Kubernetes Blog

Tuesday, April 10, 2018

Container Storage Interface (CSI) for Kubernetes Goes Beta

Kubernetes Logo CSI Logo

The Kubernetes implementation of the Container Storage Interface (CSI) is now beta in Kubernetes v1.10. CSI was introduced as alpha in Kubernetes v1.9.

Kubernetes features are generally introduced as alpha and moved to beta (and eventually to stable/GA) over subsequent Kubernetes releases. This process allows Kubernetes developers to get feedback, discover and fix issues, iterate on the designs, and deliver high quality, production grade features.

Why introduce Container Storage Interface in Kubernetes?

Although Kubernetes already provides a powerful volume plugin system that makes it easy to consume different types of block and file storage, adding support for new volume plugins has been challenging. Because volume plugins are currently “in-tree”—volume plugins are part of the core Kubernetes code and shipped with the core Kubernetes binaries—vendors wanting to add support for their storage system to Kubernetes (or even fix a bug in an existing volume plugin) must align themselves with the Kubernetes release process.

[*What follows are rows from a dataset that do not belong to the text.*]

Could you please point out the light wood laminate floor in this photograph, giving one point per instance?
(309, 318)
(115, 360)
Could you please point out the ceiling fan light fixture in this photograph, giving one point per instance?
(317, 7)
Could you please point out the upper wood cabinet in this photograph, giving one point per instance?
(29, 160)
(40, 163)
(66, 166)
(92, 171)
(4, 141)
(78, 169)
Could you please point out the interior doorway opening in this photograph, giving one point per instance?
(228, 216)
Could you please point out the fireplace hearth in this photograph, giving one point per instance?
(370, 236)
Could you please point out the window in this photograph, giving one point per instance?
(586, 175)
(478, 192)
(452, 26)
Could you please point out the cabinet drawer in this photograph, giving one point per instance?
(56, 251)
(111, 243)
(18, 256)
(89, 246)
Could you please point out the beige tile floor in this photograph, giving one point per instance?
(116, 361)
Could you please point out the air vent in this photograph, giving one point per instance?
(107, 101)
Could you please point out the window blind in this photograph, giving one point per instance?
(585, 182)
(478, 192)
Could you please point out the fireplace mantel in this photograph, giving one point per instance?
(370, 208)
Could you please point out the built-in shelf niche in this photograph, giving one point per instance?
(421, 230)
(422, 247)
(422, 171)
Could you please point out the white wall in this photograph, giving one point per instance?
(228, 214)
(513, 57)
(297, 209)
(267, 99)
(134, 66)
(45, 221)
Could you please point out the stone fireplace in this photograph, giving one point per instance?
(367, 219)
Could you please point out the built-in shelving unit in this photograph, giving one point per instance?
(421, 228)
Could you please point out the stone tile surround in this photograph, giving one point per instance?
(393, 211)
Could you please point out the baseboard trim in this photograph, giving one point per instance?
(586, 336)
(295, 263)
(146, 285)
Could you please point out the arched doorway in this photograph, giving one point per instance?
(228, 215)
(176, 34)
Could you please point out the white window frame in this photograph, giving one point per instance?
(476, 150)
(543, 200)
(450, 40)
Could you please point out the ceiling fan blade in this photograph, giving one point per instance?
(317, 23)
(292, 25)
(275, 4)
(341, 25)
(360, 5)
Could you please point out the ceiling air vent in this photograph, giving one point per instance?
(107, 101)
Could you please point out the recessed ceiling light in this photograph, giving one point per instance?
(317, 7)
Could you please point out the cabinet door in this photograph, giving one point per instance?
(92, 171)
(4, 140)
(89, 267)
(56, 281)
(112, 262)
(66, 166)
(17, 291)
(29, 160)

With the adoption of the Container Storage Interface, the Kubernetes volume layer becomes truly extensible. Third party storage developers can now write and deploy volume plugins exposing new storage systems in Kubernetes without ever having to touch the core Kubernetes code. This will result in even more options for the storage that backs Kubernetes users’ stateful containerized workloads.

What’s new in Beta?

With the promotion to beta CSI is now enabled by default on standard Kubernetes deployments instead of being opt-in.

The move of the Kubernetes implementation of CSI to beta also means: * Kubernetes is compatible with v0.2 of the CSI spec (instead of v0.1) * There were breaking changes between the CSI spec v0.1 and v0.2, so existing CSI drivers must be updated to be 0.2 compatible before use with Kubernetes 1.10.0+. * Mount propagation, a feature that allows bidirectional mounts between containers and host (a requirement for containerized CSI drivers), has also moved to beta. * The Kubernetes VolumeAttachment object, introduced in v1.9 in the storage v1alpha1 group, has been added to the storage v1beta1 group. * The Kubernetes CSIPersistentVolumeSource object has been promoted to beta. A VolumeAttributes field was added to Kubernetes CSIPersistentVolumeSource object (in alpha this was passed around via annotations). * Node authorizer has been updated to limit access to VolumeAttachment objects from kubelet. * The Kubernetes CSIPersistentVolumeSource object and the CSI external-provisioner have been modified to allow passing of secrets to the CSI volume plugin. * The Kubernetes CSIPersistentVolumeSource has been modified to allow passing in filesystem type (previously always assumed to be ext4). * A new optional call, NodeStageVolume, has been added to the CSI spec, and the Kubernetes CSI volume plugin has been modified to call NodeStageVolume during MountDevice (in alpha this step was a no-op).

How do I deploy a CSI driver on a Kubernetes Cluster?

CSI plugin authors must provide their own instructions for deploying their plugin on Kubernetes.

The Kubernetes-CSI implementation team created a sample hostpath CSI driver. The sample provides a rough idea of what the deployment process for a CSI driver looks like. Production drivers, however, would deploy node components via a DaemonSet and controller components via a StatefulSet rather than a single pod (for example, see the deployment files for the GCE PD driver).

How do I use a CSI Volume in my Kubernetes pod?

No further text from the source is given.